Takreer aims to be the best in the refining industry and capitalize on the opportunities we have here in Abu Dhabi. Our opportunities lie in our large industrial base upstream. We have a good supply and there are other downstream industries we can integrate with by providing the necessary feedstock or other additives. We not only want to be a provider of transportation fuel, but also to maximize the benefits to the country by integrating with local industries and diversifying our production.
How do the fuels that you produce—naphtha, kerosene, gasoline, and diesel—reflect the market needs here?
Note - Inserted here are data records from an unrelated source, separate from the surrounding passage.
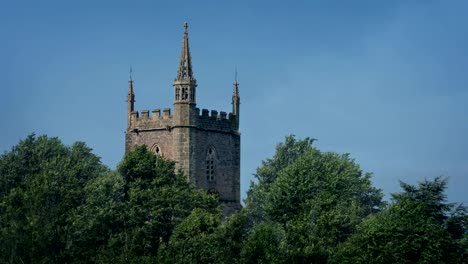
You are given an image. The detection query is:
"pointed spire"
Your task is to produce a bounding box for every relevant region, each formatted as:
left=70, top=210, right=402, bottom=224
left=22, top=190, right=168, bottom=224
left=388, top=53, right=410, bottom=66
left=232, top=68, right=239, bottom=97
left=232, top=69, right=240, bottom=129
left=127, top=67, right=135, bottom=112
left=176, top=22, right=195, bottom=80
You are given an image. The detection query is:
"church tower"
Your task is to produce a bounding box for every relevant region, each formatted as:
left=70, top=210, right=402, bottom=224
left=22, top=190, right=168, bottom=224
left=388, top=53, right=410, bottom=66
left=125, top=23, right=240, bottom=215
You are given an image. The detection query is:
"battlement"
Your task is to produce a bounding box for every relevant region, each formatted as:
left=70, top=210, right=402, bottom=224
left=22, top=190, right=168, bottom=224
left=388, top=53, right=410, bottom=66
left=195, top=108, right=239, bottom=132
left=130, top=108, right=173, bottom=130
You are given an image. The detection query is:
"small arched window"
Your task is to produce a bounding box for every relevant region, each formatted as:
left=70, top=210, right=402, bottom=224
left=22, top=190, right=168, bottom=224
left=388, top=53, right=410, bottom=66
left=150, top=144, right=162, bottom=156
left=176, top=88, right=180, bottom=100
left=208, top=188, right=219, bottom=197
left=206, top=147, right=216, bottom=181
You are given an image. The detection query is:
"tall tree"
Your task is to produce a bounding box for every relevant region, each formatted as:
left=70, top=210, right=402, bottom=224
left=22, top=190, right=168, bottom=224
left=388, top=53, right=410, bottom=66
left=66, top=146, right=219, bottom=263
left=334, top=177, right=468, bottom=263
left=245, top=136, right=382, bottom=263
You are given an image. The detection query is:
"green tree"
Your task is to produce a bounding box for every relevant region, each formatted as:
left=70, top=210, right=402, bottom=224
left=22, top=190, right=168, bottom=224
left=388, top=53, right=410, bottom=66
left=245, top=136, right=382, bottom=263
left=158, top=208, right=222, bottom=263
left=334, top=177, right=468, bottom=263
left=0, top=134, right=108, bottom=263
left=67, top=146, right=219, bottom=263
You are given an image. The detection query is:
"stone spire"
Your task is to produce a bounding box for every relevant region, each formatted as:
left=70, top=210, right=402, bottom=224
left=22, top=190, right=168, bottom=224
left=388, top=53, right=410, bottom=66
left=127, top=67, right=135, bottom=127
left=174, top=22, right=197, bottom=105
left=176, top=22, right=194, bottom=80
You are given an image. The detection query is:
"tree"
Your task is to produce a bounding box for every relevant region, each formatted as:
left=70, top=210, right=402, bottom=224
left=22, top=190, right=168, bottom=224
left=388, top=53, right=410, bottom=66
left=334, top=177, right=468, bottom=263
left=66, top=146, right=219, bottom=263
left=0, top=134, right=108, bottom=263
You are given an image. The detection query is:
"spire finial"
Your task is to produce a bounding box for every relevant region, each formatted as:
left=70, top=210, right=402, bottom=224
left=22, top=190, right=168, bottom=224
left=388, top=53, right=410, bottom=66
left=233, top=67, right=239, bottom=97
left=176, top=22, right=195, bottom=80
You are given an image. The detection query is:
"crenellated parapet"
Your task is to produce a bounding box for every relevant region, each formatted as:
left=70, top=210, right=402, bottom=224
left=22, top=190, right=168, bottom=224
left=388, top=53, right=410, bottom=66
left=130, top=108, right=173, bottom=130
left=195, top=108, right=239, bottom=133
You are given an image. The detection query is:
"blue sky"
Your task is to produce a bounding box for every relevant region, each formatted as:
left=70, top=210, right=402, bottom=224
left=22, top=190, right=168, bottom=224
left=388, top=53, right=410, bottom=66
left=0, top=0, right=468, bottom=204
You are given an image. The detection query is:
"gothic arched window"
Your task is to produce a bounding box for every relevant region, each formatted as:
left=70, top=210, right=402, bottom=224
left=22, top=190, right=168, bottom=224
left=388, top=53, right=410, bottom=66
left=176, top=88, right=180, bottom=100
left=182, top=87, right=188, bottom=100
left=206, top=147, right=216, bottom=181
left=150, top=144, right=162, bottom=156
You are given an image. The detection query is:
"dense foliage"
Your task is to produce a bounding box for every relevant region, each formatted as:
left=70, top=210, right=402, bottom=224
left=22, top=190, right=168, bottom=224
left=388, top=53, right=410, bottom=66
left=0, top=135, right=468, bottom=263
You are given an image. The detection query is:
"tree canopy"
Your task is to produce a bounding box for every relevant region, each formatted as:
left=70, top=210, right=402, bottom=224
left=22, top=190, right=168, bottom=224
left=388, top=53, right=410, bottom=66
left=0, top=135, right=468, bottom=263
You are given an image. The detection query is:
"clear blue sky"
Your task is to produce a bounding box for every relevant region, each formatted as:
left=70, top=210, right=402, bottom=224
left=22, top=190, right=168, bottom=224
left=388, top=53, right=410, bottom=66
left=0, top=0, right=468, bottom=204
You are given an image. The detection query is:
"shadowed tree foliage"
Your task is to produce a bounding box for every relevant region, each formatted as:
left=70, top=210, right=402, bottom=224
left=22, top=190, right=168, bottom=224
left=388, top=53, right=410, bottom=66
left=244, top=136, right=382, bottom=263
left=67, top=146, right=219, bottom=263
left=0, top=134, right=108, bottom=263
left=0, top=135, right=468, bottom=263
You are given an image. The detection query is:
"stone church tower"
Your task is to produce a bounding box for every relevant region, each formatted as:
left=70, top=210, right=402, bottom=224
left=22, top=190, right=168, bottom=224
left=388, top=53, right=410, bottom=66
left=125, top=23, right=240, bottom=215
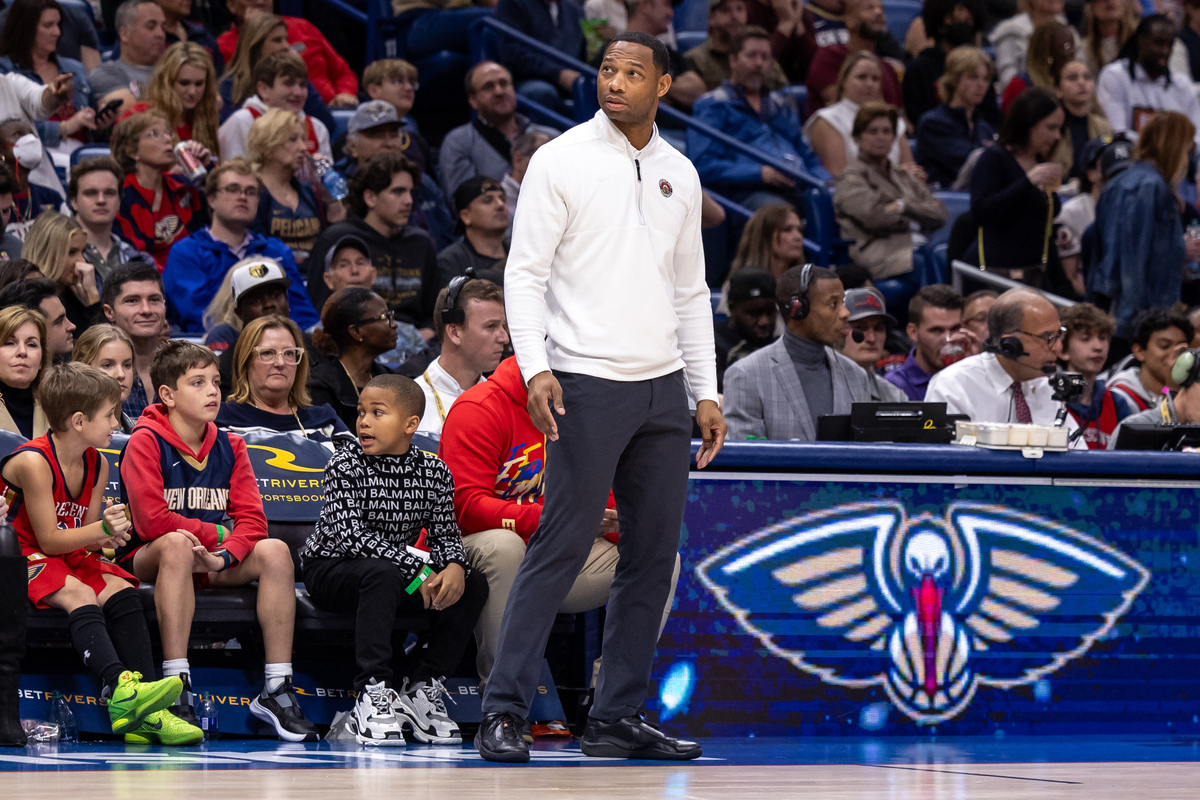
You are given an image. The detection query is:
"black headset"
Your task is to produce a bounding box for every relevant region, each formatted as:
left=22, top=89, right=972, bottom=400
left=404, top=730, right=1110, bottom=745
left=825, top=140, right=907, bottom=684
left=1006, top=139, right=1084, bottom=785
left=787, top=264, right=812, bottom=321
left=442, top=266, right=479, bottom=325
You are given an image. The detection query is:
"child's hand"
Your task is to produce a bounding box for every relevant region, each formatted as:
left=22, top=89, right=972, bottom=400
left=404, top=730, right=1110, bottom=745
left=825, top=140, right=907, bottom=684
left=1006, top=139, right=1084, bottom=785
left=434, top=564, right=467, bottom=612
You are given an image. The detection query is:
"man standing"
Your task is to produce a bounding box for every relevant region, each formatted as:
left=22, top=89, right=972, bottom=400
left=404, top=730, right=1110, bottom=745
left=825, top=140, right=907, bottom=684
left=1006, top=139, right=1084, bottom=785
left=475, top=32, right=725, bottom=762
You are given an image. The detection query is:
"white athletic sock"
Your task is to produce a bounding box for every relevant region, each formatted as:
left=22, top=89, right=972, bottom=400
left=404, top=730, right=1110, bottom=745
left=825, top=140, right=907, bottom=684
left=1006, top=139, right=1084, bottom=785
left=162, top=658, right=192, bottom=678
left=265, top=662, right=292, bottom=693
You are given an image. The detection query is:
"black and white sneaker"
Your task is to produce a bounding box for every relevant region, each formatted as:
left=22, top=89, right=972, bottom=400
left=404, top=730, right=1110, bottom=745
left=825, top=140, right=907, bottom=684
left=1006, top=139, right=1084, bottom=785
left=391, top=678, right=462, bottom=745
left=346, top=681, right=404, bottom=747
left=250, top=678, right=319, bottom=741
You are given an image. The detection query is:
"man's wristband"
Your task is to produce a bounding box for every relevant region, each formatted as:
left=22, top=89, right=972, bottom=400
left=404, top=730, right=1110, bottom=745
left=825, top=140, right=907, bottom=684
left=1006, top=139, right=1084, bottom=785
left=404, top=564, right=433, bottom=594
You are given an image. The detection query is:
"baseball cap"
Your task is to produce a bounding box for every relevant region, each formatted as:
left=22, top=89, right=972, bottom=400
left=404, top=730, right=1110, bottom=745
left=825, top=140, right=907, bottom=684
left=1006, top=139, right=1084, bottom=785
left=846, top=288, right=896, bottom=325
left=325, top=234, right=371, bottom=272
left=346, top=100, right=400, bottom=133
left=728, top=269, right=775, bottom=308
left=229, top=258, right=292, bottom=306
We have typically produced transportation fuels and other products that we export. However, we are trying to move away from our typical production and maximize the benefit of each barrel. With the new expansion and our heavy oil conversion project called the carbon black and delayed coker project (CBDC), we will move toward diversifying our production. In Abu Dhabi, there are growing numbers of environmental regulations and all transportation fuels have to meet Euro 5 specifications. We managed to achieve that and were in fact ready earlier than required with the completion of our Green Diesel Project in 2012. With our CBDC project, we will also be able to convert heavy oil into more valuable products. This is again part of our diversification process and the provision of feedstock to local industries around us.
How does Takreer's largest site, the Ruwais Refinery, connect to large projects and other companies in terms of integration and facilitating business?
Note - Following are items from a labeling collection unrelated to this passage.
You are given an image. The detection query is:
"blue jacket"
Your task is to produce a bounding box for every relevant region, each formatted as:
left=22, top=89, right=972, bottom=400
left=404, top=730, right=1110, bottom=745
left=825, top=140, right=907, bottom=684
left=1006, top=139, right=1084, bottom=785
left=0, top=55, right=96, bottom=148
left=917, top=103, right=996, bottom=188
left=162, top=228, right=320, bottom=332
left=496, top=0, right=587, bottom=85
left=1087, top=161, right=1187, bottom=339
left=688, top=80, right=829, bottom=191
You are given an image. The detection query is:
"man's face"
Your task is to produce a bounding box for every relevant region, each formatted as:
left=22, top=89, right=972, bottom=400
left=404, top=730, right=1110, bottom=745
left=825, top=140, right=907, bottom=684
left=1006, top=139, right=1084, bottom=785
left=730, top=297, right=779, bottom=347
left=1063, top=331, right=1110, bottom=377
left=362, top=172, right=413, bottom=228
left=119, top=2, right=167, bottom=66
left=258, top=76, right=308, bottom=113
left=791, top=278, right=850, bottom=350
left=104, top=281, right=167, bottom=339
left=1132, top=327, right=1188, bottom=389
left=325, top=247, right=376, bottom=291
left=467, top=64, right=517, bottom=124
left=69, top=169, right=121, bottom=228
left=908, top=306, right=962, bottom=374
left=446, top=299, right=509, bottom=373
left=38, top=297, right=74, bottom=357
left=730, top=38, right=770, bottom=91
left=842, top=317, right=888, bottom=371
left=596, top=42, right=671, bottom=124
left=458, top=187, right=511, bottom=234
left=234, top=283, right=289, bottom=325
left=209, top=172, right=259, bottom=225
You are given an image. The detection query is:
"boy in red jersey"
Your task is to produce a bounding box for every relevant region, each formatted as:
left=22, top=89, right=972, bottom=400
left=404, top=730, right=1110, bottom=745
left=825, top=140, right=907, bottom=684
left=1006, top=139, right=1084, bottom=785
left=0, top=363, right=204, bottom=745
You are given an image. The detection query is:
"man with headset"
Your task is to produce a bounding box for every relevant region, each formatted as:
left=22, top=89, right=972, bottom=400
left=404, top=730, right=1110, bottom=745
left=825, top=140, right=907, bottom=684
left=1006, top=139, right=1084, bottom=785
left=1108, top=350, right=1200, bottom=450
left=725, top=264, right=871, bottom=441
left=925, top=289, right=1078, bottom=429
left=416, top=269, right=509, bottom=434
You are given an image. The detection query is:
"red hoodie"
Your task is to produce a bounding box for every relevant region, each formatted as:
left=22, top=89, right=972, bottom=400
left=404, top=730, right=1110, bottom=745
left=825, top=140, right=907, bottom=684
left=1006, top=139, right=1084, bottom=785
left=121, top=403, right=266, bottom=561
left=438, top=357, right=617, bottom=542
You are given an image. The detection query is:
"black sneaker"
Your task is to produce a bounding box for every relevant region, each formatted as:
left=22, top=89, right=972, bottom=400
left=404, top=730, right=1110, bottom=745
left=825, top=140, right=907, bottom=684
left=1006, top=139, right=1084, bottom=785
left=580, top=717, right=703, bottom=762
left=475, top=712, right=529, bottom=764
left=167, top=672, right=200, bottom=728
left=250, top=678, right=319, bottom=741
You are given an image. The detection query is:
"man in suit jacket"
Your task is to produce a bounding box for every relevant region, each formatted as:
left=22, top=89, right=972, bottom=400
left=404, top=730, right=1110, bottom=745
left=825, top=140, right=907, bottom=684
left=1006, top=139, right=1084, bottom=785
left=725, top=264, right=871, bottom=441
We recognize that this industry is a margin-driven industry. Refineries are under pressure, as their margins are not nearly as good as those in the upstream businesses. There are three main factors that will enable us to boost our margins and make us more economically robust. One factor is scale, as this allows us to distribute our costs more effectively in terms of dollars per barrel. Complexity is another important factor. You need to have deep conversion of the crude oil to extract lighter and more viable products. The third factor is integration. If your refinery has a nearby petrochemical industry, this will save capital expenditure and operating costs for both industries. Of course, you also need to expand to cover the local market's requirements in terms of transportation fuels and petrochemical feedstock. When we were looking at our expansion we had these three elements in mind to ensure that we would in fact be in a stronger economic position afterwards. With the new refinery, we managed to achieve all these elements. In terms of scale, we have doubled our capacity by moving from 500,000bpd to more than 900,000bpd. The Nelson Complexity Index (NCI) measures refinery complexity, and after our expansion we will reach a complexity factor of more than 14, which covers highly complex facilities. The higher you are on the scale the better your margins are.
How does this relate to the wider economy and the mandate to make Abu Dhabi self-sufficient in gasoline?
Importing refined products is not particularly wise, especially when you produce crude oil. It does not make sense to import a product when you can make it here with your own facilities and people and add to GDP. This new refinery will be self-sufficient in gasoline. We do not import jet fuel or diesel as we were already self sufficient in these products. With the new refinery our exports will increase. When you build a new refinery you do it with the next 30 years in mind, not for the short term. Exports will shrink with growth, which is normal. However, with the gasoline we have only designed the operations for the local market; we are not thinking of exporting gasoline.